Católico, apostou forte no segmento evangélico que o apoiou em 2018, quando teve 70% dos votos entre aderentes dessas denominações —hoje tem em torno de 50% das intenções de voto nessa fatia, cerca de 25% do eleitorado. O casamento com a atual mulher, Michelle, foi celebrado pelo pastor Silas Malafaia.

Bolsonaro e o golpismo

Nas últimas semanas, o peso de sua má avaliação fez com que o centrão, que o reabsorveu após a apoplexia golpista do 7 de Setembro de 2021, conseguisse um certo recuo na agressividade e no recurso ao golpismo —na forma de contestação do sistema eleitoral, pedra de toque do presidente desde 2018.

Até aqui, não fez efeito nas pesquisas, assim como a melhoria econômica e o pacote de bondades que entregou nos últimos meses, a preço que será cobrado de quem estiver sentado em sua cadeira em 2023. Na segunda (19), contudo, ele retomou o tom ao sugerir que haveria "algo de errado" no Tribunal Superior Eleitoral em caso de derrota no primeiro turno.

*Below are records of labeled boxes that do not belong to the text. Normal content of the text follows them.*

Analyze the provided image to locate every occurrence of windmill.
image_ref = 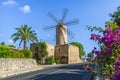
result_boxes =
[43,9,79,45]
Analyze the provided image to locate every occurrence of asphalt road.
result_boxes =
[1,64,91,80]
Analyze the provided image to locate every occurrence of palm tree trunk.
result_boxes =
[23,40,27,49]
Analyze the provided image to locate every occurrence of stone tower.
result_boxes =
[56,23,67,45]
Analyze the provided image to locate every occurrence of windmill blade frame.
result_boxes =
[43,25,56,30]
[67,29,75,39]
[47,12,59,23]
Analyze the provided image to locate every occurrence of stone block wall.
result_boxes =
[0,58,37,71]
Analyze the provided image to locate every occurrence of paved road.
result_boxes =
[1,64,90,80]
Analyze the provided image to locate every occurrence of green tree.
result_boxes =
[70,42,85,57]
[11,25,37,49]
[109,6,120,26]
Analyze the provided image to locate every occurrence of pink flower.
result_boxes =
[86,67,92,71]
[105,74,110,78]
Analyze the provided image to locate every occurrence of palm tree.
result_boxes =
[11,25,38,49]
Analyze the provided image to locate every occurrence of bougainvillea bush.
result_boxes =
[85,22,120,80]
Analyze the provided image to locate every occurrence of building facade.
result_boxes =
[30,43,80,64]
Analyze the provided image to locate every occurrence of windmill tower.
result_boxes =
[56,22,67,45]
[43,9,79,45]
[31,9,80,64]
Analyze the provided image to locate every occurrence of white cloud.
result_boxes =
[9,39,13,43]
[20,5,31,13]
[2,0,18,6]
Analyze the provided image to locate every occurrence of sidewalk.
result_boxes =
[0,64,62,79]
[0,66,44,79]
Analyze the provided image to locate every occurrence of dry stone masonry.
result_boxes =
[0,58,37,71]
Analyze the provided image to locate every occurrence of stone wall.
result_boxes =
[0,58,37,71]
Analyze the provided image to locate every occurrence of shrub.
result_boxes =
[45,56,55,64]
[0,46,24,58]
[20,49,32,58]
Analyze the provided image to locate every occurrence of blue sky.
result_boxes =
[0,0,120,53]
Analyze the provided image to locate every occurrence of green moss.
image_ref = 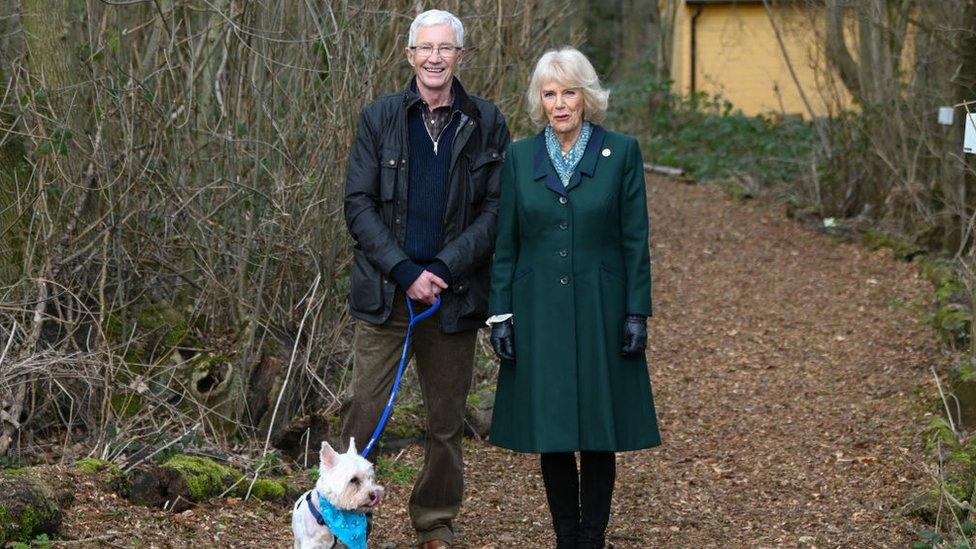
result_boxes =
[75,458,129,495]
[919,259,973,348]
[75,458,114,475]
[104,302,191,366]
[241,478,288,501]
[861,228,923,261]
[109,392,142,418]
[0,478,56,545]
[162,454,243,501]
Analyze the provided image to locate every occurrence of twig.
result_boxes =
[929,366,957,434]
[122,423,200,473]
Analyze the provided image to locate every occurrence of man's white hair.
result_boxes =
[407,10,464,48]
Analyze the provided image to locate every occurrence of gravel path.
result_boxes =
[57,174,941,548]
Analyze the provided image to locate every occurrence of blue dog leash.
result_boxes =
[359,296,441,457]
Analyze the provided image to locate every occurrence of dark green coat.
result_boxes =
[489,126,660,452]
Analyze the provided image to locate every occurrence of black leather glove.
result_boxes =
[624,315,647,356]
[491,319,515,360]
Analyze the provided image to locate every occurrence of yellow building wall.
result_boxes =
[672,3,850,119]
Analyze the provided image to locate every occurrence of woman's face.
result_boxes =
[542,82,583,134]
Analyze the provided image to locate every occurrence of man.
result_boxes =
[342,10,510,549]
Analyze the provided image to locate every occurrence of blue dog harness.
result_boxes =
[305,296,441,549]
[305,490,366,549]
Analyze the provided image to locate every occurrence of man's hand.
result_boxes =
[407,271,447,305]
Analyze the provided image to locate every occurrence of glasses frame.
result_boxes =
[407,44,464,59]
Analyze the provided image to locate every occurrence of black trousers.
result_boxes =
[541,452,617,549]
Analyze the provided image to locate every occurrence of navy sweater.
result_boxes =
[390,105,459,289]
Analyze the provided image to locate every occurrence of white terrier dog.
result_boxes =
[291,438,383,549]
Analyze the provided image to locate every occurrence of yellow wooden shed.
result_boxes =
[671,0,849,118]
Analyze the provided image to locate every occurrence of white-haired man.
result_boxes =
[342,10,510,549]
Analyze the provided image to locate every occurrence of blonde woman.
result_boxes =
[488,48,660,549]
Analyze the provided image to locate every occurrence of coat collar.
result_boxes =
[533,124,607,196]
[403,76,481,120]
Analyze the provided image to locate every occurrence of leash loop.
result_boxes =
[359,292,441,457]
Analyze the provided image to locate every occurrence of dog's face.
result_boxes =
[315,439,383,511]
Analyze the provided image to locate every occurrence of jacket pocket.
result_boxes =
[349,248,383,313]
[512,267,532,284]
[468,148,502,204]
[600,263,627,282]
[380,148,402,202]
[458,269,491,321]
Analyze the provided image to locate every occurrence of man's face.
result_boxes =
[407,23,461,95]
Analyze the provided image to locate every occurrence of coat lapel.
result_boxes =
[533,124,607,196]
[533,131,567,196]
[556,124,607,192]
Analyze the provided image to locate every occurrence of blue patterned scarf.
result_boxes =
[546,120,593,187]
[305,490,366,549]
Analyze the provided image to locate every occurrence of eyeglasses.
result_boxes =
[410,44,464,59]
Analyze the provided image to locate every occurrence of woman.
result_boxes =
[489,48,660,549]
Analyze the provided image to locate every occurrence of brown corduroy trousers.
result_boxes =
[342,292,478,543]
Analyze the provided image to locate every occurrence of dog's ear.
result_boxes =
[319,440,339,469]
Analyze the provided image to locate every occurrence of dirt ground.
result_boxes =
[55,178,943,548]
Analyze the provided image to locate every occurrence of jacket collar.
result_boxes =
[403,76,481,120]
[533,124,607,196]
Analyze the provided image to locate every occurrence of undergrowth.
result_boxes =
[607,62,816,185]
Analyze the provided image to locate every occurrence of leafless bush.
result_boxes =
[0,0,569,457]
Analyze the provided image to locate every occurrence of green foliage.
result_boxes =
[162,454,243,501]
[861,227,923,261]
[75,458,129,495]
[607,62,815,184]
[244,478,287,501]
[9,534,51,549]
[920,259,973,348]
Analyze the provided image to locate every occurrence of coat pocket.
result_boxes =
[349,248,383,313]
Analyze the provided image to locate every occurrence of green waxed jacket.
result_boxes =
[489,126,660,452]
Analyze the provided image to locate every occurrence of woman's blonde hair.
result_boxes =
[526,46,610,128]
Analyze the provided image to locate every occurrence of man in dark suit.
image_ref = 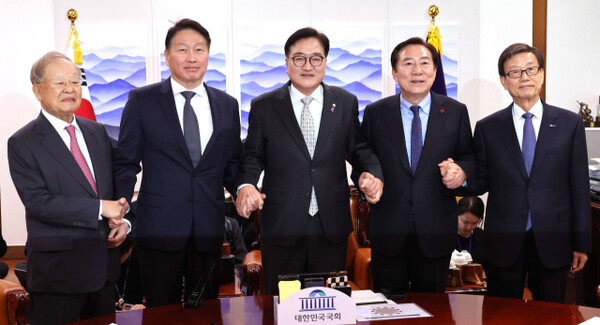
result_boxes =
[8,52,129,324]
[236,28,381,294]
[460,43,591,302]
[115,19,241,307]
[362,38,474,294]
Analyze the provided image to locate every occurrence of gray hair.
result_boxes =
[29,51,81,85]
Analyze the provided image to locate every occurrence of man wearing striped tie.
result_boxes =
[236,28,382,294]
[8,52,130,324]
[362,37,474,294]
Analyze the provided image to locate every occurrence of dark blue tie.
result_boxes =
[522,113,536,230]
[181,91,202,168]
[410,106,423,175]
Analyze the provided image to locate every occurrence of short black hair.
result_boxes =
[458,196,484,219]
[391,37,440,69]
[165,18,210,50]
[498,43,544,77]
[283,27,329,57]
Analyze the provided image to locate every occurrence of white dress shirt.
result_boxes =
[512,99,544,150]
[171,78,213,154]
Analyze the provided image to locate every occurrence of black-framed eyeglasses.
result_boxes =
[505,66,541,79]
[291,55,325,68]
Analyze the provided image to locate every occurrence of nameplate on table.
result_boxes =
[273,287,356,324]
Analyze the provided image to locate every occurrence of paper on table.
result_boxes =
[352,290,390,305]
[356,303,433,321]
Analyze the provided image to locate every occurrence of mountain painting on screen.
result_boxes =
[83,46,146,139]
[239,26,382,138]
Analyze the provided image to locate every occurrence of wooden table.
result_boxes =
[64,293,600,325]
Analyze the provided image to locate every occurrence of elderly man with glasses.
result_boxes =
[236,28,382,294]
[450,43,591,302]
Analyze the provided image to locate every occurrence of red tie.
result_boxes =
[65,125,98,195]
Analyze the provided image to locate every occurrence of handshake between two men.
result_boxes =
[234,158,467,221]
[102,198,129,248]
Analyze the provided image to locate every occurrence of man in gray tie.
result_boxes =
[115,19,241,306]
[452,43,591,302]
[236,28,382,294]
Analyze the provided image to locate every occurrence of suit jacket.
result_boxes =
[237,82,382,246]
[362,92,475,258]
[468,103,591,268]
[114,79,241,252]
[8,113,120,293]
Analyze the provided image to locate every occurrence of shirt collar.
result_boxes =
[513,99,544,119]
[42,109,81,134]
[171,77,206,97]
[400,92,431,115]
[289,83,323,103]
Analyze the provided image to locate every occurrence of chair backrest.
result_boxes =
[0,280,30,325]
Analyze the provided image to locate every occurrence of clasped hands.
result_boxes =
[438,158,467,190]
[102,198,129,248]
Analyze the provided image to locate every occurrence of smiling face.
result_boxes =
[500,52,544,111]
[392,45,436,105]
[33,59,81,123]
[165,29,208,90]
[285,37,327,96]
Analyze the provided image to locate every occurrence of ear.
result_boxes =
[31,83,42,102]
[164,49,169,67]
[500,76,508,90]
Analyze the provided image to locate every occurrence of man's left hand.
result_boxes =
[108,222,129,248]
[571,251,587,273]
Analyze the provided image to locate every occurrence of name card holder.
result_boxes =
[273,287,356,324]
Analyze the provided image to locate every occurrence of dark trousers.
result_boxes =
[28,282,115,325]
[135,237,221,307]
[371,222,450,294]
[260,213,348,295]
[485,230,569,303]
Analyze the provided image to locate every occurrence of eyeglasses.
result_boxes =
[291,55,325,68]
[44,77,83,88]
[505,66,541,79]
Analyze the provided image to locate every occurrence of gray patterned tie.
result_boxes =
[522,112,536,231]
[300,96,319,216]
[181,91,202,168]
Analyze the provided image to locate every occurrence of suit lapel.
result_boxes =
[313,83,339,160]
[415,92,446,175]
[275,81,310,160]
[37,113,96,197]
[382,94,412,174]
[160,77,192,166]
[529,102,560,177]
[76,117,106,197]
[200,84,224,160]
[488,104,527,178]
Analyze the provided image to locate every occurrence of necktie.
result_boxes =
[300,96,319,216]
[410,106,423,175]
[522,113,536,230]
[65,125,98,195]
[181,91,202,168]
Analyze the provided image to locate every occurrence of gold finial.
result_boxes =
[67,8,77,24]
[427,5,440,20]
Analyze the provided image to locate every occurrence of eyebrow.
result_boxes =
[293,52,324,56]
[402,55,431,61]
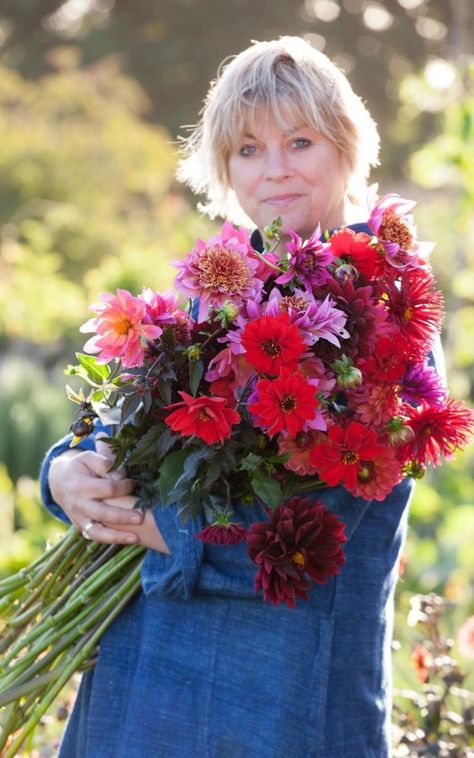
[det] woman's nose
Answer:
[265,149,291,181]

"Trump dos trópicos", dado que emula o modus operandi do ex-presidente americano, de quem é seguidor declarado, Bolsonaro é associado frequentemente a um cenário Capitólio, em referência à invasão do Legislativo americano por apoiadores trumpistas que não aceitavam a derrota do líder, no ano passado.

O presidente sempre cultuou a ditadura de 1964 e coleciona frases elogiosas a práticas antidemocráticas. No cargo, usou o fato de ser comandante das Forças Armadas para criar uma sensação de apoio militar. Se os fardados têm mais simpatia a ele do que a Lula, isso não significa sustentação estrutural a golpismos.